We’ve seen it. Wilkins celebrated Clemson winning the national championship in January by performing an improbable split on national television during the trophy ceremony. And, you must remember, this man is 6-foot-3 and 315 pounds.
He celebrated being drafted by the Dolphins Thursday night by trying a leaping chest or shoulder bump with a shocked NFL commissioner Roger Goodell right there on stage.
The guy is all smiles and all energy and that’s all sorts of awesome.
And, yes, Wilkins might be a good anchor to the interior of the Miami defense for years to come. He can play defensive end in the 3-4. He can play nose tackle in the 3-4. He can play defensive tackle in a 4-3 look.
“I was able to play all over the place,” Wilkins said.
“For a guy that big to do that many things on the defensive line is rare,” Grier said.
But the question Dolphins fans should be asking today is whether the Dolphins maximized this pick?
Because there was a quarterback who threw 50 touchdowns last year on the board when Miami picked. And the Dolphins passed on Ohio State’s Dwayne Haskins.

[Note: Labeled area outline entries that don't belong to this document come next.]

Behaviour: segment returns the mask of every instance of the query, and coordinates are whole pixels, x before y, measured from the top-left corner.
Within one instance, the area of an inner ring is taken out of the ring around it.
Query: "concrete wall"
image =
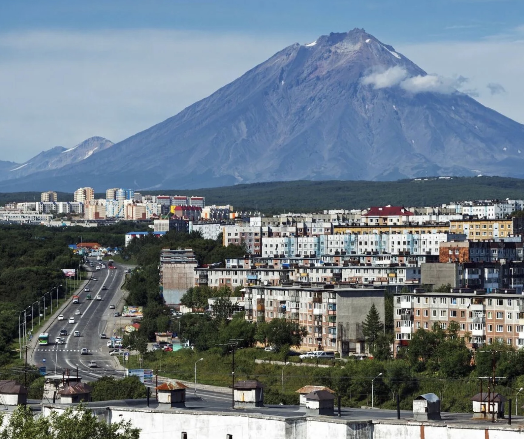
[[[420,283],[423,284],[430,284],[436,288],[448,283],[452,288],[460,286],[458,268],[456,264],[422,264],[420,269]]]

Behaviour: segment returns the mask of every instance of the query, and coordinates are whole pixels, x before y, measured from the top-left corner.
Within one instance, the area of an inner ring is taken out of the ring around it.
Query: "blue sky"
[[[524,123],[522,0],[2,0],[0,160],[122,140],[286,46],[355,27]]]

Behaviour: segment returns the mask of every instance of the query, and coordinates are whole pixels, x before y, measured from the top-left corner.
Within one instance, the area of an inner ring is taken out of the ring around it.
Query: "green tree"
[[[130,421],[108,424],[81,405],[68,408],[61,414],[53,411],[38,417],[29,406],[19,405],[8,419],[4,416],[0,414],[0,439],[138,439],[140,435],[140,429]]]
[[[370,349],[373,349],[375,341],[383,333],[384,330],[384,325],[380,321],[380,315],[373,303],[366,316],[365,321],[362,322],[362,333]]]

And there was an edge rusher who produced 23 career sacks in 33 games when Miami picked. And the Dolphins passed on Florida State’s Brian Burns.

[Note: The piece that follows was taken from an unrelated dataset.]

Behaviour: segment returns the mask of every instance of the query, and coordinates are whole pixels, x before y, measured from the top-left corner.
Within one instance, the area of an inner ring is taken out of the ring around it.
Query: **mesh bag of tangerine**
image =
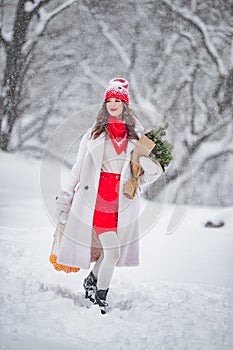
[[[80,270],[78,267],[66,266],[57,262],[58,251],[60,248],[64,229],[65,224],[59,222],[53,235],[53,243],[49,256],[49,261],[57,271],[64,271],[66,273],[78,272]]]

Wilkins had 16 sacks in 55 games at Clemson. That’s really good for an interior lineman. He had 48 unofficial quarterback pressures. That’s outstanding.
The NFL is increasingly about generating pressure from the interior because offensive tackles have become so proficient at stopping speed rushers and quarterbacks have been so well drilled at stepping up in the pocket.

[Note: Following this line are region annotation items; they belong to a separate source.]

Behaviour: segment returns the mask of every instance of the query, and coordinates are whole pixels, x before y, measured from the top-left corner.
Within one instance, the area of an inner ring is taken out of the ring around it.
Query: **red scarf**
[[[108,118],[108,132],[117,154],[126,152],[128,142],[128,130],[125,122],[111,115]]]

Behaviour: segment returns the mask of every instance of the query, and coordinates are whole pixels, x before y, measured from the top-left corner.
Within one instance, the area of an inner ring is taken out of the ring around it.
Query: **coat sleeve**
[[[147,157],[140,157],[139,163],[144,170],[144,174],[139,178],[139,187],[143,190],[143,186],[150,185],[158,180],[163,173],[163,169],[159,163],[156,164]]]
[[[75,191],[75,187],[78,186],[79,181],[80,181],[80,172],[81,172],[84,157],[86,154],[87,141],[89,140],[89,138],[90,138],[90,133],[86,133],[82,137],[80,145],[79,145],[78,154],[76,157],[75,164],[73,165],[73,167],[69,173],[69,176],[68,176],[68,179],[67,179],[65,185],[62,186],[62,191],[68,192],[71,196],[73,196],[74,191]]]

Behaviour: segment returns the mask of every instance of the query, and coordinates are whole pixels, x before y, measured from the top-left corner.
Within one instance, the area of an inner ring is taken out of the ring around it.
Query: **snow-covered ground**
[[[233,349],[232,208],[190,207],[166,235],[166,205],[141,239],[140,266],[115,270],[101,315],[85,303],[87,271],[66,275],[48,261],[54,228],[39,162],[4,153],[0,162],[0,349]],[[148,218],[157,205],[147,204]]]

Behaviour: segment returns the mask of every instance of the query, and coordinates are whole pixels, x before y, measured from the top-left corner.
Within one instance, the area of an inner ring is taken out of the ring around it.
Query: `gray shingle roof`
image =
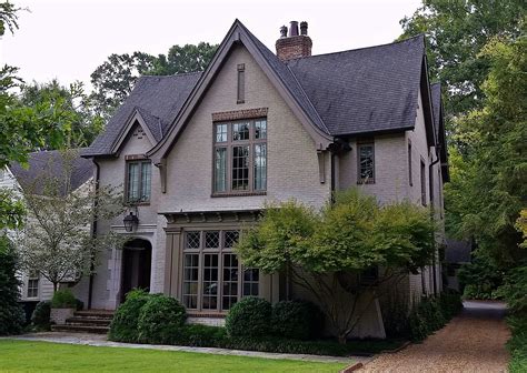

So interior pressure is very valuable.
But there’s a reason Wilkins saw his teammate Clelin Ferrell, who was the edge rusher for Clemson, go No. 4 overall.
Because edge rushers change games. They cause strip sacks. They strike fear in offensive coordinators that must adjust their game plan.
And interior players don’t do this unless they’re Warren Sapp or Gerald McCoy or Geno Atkins. So you better hope Wilkins is a clone of one of those guys
You better hope Wilkins can be as amazing on the field as his personality seems off it.
You better hope Wilkins can become an impact player.
I asked Grier if Wilkins is indeed an impact player.
“Yeah, I think so,” Grier said. “That’s what, again, we liked about him. Everyone kept talking about with him the dynamic traits he has -- all the tackles for losses he’s had, pass rush from inside. When you can find those in inside players, especially the way the league is now, that’s critical. So that’s why we’re excited.”
Wilkins promised he will continue to impact his team in Miami as he did in Clemson. He promised to be the best “guy in practice” possible. He promised to meet the offense in the end zone when it scores a touchdown.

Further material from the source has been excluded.